No, older versions of excel (2003) just did wrong imports, if german csv didn’t use a comma and completely ignored charsets.
But programmers know excels defaults and generate conforming output. Recently my exported data was denied by our banking software, after working for years. They had dropped their own described import-model abd the new manual said only import csv. No info of the details - except or a screenshot wich I recognized to be from excel. So I imported from LO to excel, checked the first utf8-export and found the accepted format.
And it is impossible without context to decide if 01-04-21 is german April first or US January 4th - the info is not in the file. (And you can’t rely on locales, as people import from websites and some Software just export american data for compatibility reasons with other dumb software.)
I guess you mostly have numeric data in format where excel defaults, so no problem with charsets and hopefully no dates, but on a general view, this is bare luck.
Maybe the problem is not that hard as we guess
?It is because csv is neither a standard nor containing the necessary information. It is s usable relict from old times, where most american programmers had never thought of anything beyond a 7-bit charset. So it is universally available, but limited and potentially dangerous. ( Good, as people like me were paid to rescue altered data… )
There is no particular secret here.
First, the localization for the csv file is determined. For example, if the method used has the parameter local:=False, then the localization is en_US. If the localization is not explicitly defined, then the localization of the installed Windows system is selected.
If the column type is not specified explicitly, then the following algorithm is applied to each value. If the text can be converted based on the localization defined above as a number, date, boolean, or error value, then the converted value is entered in the cell. Otherwise, the cell is filled with text or an empty value.
That’s my recollection too. Bill Gates loved Basic (ie csv) and Excel, end of story. Why is Calc so bad? That’s how it is isn’t the right answer.
That’s nonsense. Calc isn’t bad. Instead, it gives the user the opportunity to choose between failure and correctness in most cases, whereas if the Excel automatism fails one can do nothing about it (or at least that’s what I remember from 10 years ago when I last used it). And yes, it can fail badly if the data is not as Excel expects or accidentally matches something that triggers some unwanted conversion.
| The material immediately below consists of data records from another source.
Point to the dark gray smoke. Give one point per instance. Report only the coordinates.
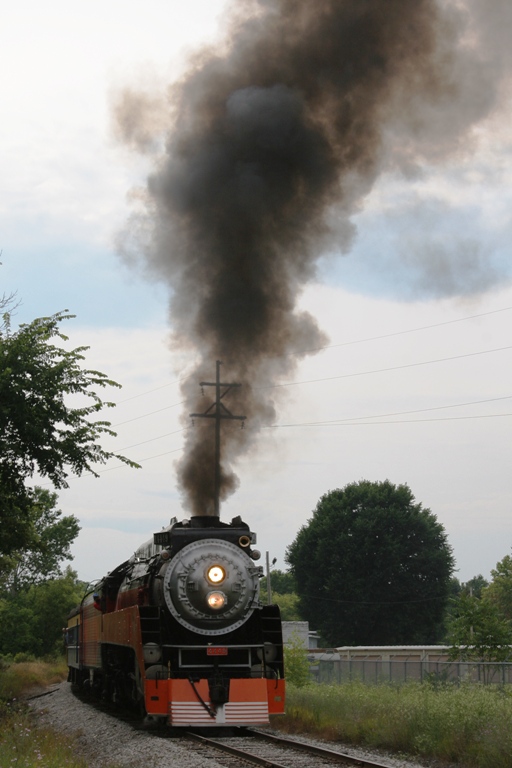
(271, 145)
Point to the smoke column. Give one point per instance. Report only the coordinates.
(271, 144)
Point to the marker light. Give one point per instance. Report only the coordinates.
(216, 600)
(216, 574)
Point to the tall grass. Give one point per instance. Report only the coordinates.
(22, 741)
(470, 724)
(17, 680)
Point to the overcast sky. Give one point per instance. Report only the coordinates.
(415, 383)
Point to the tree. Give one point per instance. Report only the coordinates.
(283, 594)
(372, 567)
(40, 430)
(280, 581)
(52, 536)
(499, 591)
(32, 620)
(478, 632)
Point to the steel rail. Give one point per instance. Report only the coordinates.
(315, 750)
(240, 753)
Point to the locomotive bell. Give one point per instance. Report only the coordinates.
(211, 586)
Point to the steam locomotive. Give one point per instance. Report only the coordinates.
(178, 630)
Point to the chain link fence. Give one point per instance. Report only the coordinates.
(332, 669)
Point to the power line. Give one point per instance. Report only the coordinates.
(386, 370)
(417, 410)
(339, 344)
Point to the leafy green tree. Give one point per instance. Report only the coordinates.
(499, 591)
(282, 582)
(52, 536)
(283, 594)
(372, 567)
(40, 430)
(478, 632)
(32, 620)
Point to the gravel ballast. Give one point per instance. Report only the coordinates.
(104, 739)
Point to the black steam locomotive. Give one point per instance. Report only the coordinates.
(179, 631)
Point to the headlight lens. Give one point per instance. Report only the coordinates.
(216, 600)
(216, 574)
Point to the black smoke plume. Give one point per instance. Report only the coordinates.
(272, 143)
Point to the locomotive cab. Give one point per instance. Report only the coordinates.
(179, 629)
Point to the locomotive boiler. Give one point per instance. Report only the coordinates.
(179, 631)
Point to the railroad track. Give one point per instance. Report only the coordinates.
(259, 748)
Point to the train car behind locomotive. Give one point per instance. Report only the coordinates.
(178, 630)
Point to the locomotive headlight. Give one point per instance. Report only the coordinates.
(216, 600)
(216, 574)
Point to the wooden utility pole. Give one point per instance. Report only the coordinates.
(217, 411)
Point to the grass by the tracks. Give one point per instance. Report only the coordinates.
(470, 725)
(22, 741)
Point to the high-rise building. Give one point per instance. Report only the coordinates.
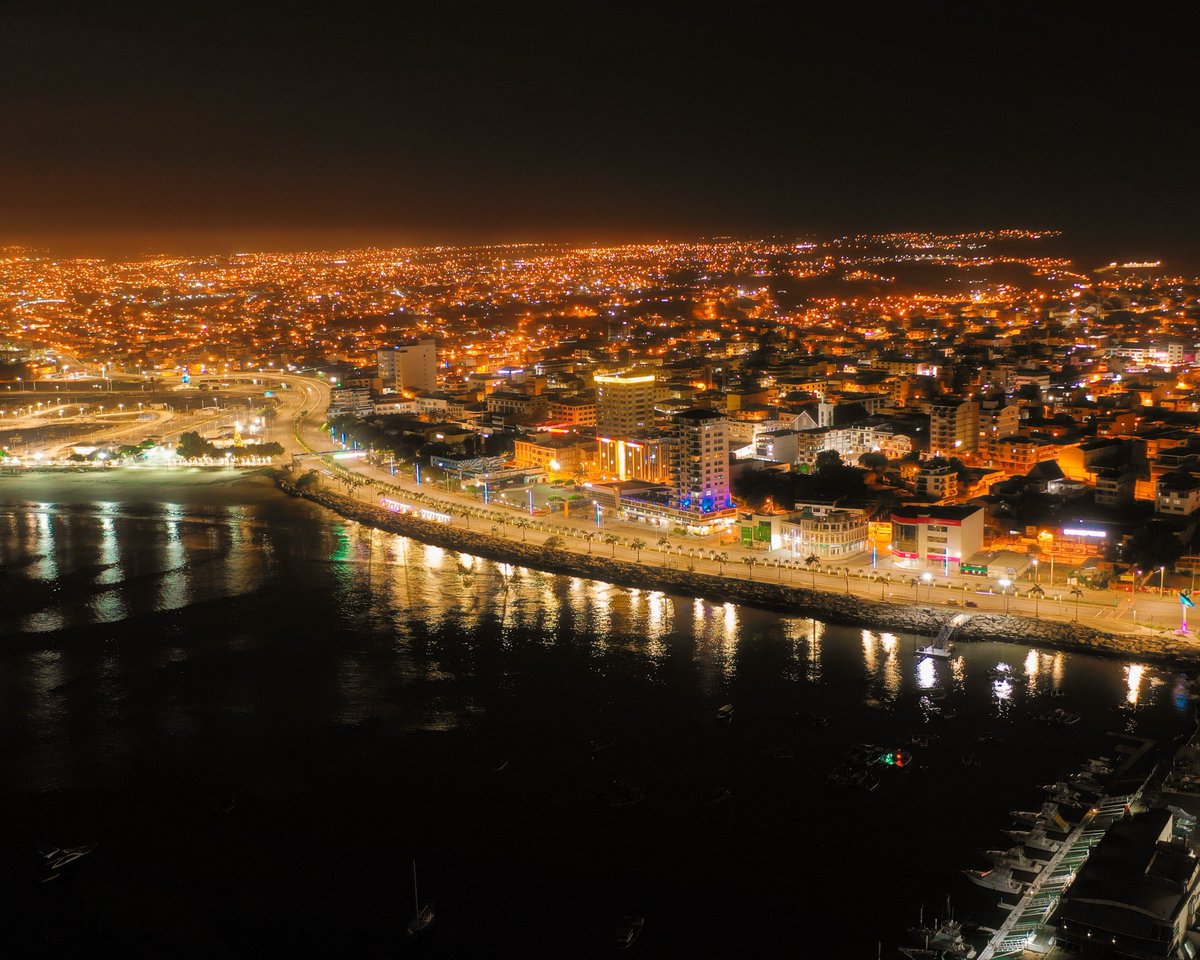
(409, 366)
(645, 457)
(953, 426)
(701, 461)
(624, 402)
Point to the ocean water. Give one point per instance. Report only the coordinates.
(262, 714)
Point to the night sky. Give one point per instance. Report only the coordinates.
(132, 125)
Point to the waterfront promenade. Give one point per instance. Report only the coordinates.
(1104, 611)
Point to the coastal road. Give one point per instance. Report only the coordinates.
(1103, 610)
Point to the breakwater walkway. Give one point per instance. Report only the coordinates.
(833, 607)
Apart from that, CSV data can be as bad as it gets especially with quoted or non-quoted or wrong-quoted fields and generators blast the worst possible cases into the wild not following the simplest recommendations in that non-standard.
I don’t support your view the calc csv parser is a devine creation.
- It’s more common for software to parse csv files without screen interruptions, an option that calc should support
- Evidence suggests the calc data parsing algorithm could be improved, especially considering locale
- Column width settings are associated with this tool
As @sijov1 points out, the excel parser is fine for many (most?) files parsing the data type correctly. I totally agree with your comment it can fail badly, and @Villeroy suggestion of a macro to bypass the data parsing form. At times it is not easy to fix data excel parsed incorrectly. The calc wizard is mostly there when it is needed, unlike excel.
.
Excel makes better choices than calc parsing csv data. It most likely uses locale information to configure certain special characters like decimal separators, thousand separators, currency symbols, and dates. It also seems to handle changing formats like 2-digit years to 4 digits or month digits to characters without having to manually widen the column.